If you wanted to support such panels in a fully generic device tree binding you'd need to add support for DSI register programming to your power sequencing script language. You don't want to go there.

Dumb display panels


Many panels, fortunately, are fairly dumb and require a small set of resources with relatively simple power on and power off sequences. The Linux kernel implements a simple-panel driver that can support a large number of these simple panels with a single device tree binding.

Bloat versus duplication


People were, and still are, concerned about the kernel becoming bloated by the large number of video timings within the kernel. I don't think that's turned out to be true. The simple-panel driver supports 46 panels (in v4.6-rc4) and the resulting loadable kernel module is ~37 KiB with a .rodata section of ~20 KiB. In my opinion that's not very much. If people cared enough they could always go and add Kconfig symbols for all the simple panels in order to allow the size to be reduced.

While it is certainly true that this data wouldn't be shipped with every kernel image if the data was contained within device tree, doing so comes at its own cost: duplication. As argued above, the compatible string implies the video timings for a display panel. It follows that specifying the video timings in device tree is duplicating information. Even more so if you happen to have two boards which use the same display panel.

With the current model it is fairly trivial to add board support. Provided that your panel is already supported it is a simple matter of adding the node with the given compatible string and hooking up the board-specific resources (GPIOs, regulators, ...). If, however, the video timings, physical dimensions and power sequences had to be defined in device tree, everybody would have to tediously copy/paste all that data from existing boards, or resort to reading the datasheet in order to find out the information.

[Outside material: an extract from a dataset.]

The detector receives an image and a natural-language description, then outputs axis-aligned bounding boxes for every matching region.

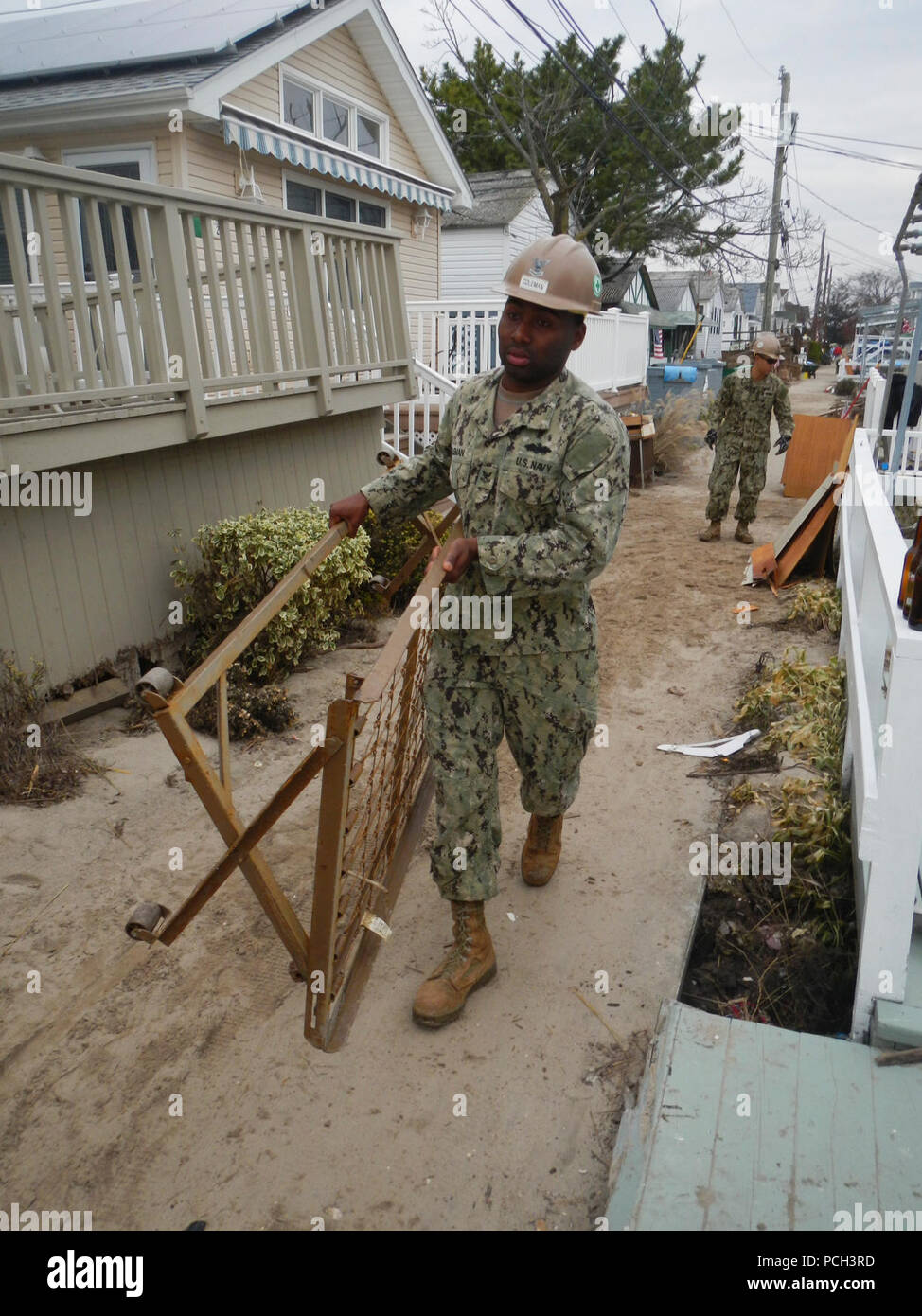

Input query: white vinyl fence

1 Ironically the EDID is where, among other things, the panel's video timings are stored. If an EDID is found, the DRM panel framework will of course use those timings and fall back to built-ins otherwise. 

1 comment:

  1. IMO Linux aims to be compatible to 100% of existing devices technically capable of running Linux.
    This means supporting all existing panels.
    If we look at http://www.panelook.com/modelsearch.php?op=application we see that this website knows of 30,000 panels, and it doesn't know all of them by far.
    From what you say, we have something like 1kB per panel.
    The kernel would be 30MB just for the panels.

    I know this discussion has already happened at a lot of different places (I'm coming from https://patchwork.kernel.org/patch/9238725/ ).

    There is an usual misconception with panels, is assuming they are as rare as any other component.
    But anyone with a diamond can create a new panel.

    And even assuming you're using the same panel as someone else, you might want to have different settings.
    Like if your device is meant to be used at < -10C, you'll want to change the supply voltage.
    If the panel's recommended pixel clock is 1575.42MHz, and you have an GPS antenna nearby, what happens? (that's a real life example.)

    In your message to Yao Mark, you mention security patches.
    As of Linux 4.8, the panel driver is the only thing preventing mainline support of perhaps 20% of existing rockchip tablets. What's different between one randomly-icked rockchip tablet and another?
    Accelerometer: there are like 20 different models for that price range, 2/3 of them are supported with mainline drivers.
    PMIC: There are 4 different PMICs suitable for rockchip tablets. RK808, RK818, ACT8864 RC5T619.
    WiFi module: Usually rockchip-based products use ampak modules. There are 10 variants, but they all come down to either broadcom or realtek, both are mainline-supported.
    Panel: shitload of them, almost none of them are supported mainline.

    So, for the sake of "it's not only about timing, it's also about physical size and power sequence" you prevent all those tablets which could have easy mainline support, to receive security patches.

    If you actually care about users getting security patches, you'll want to integrate panel timings into DTS, not the other way around!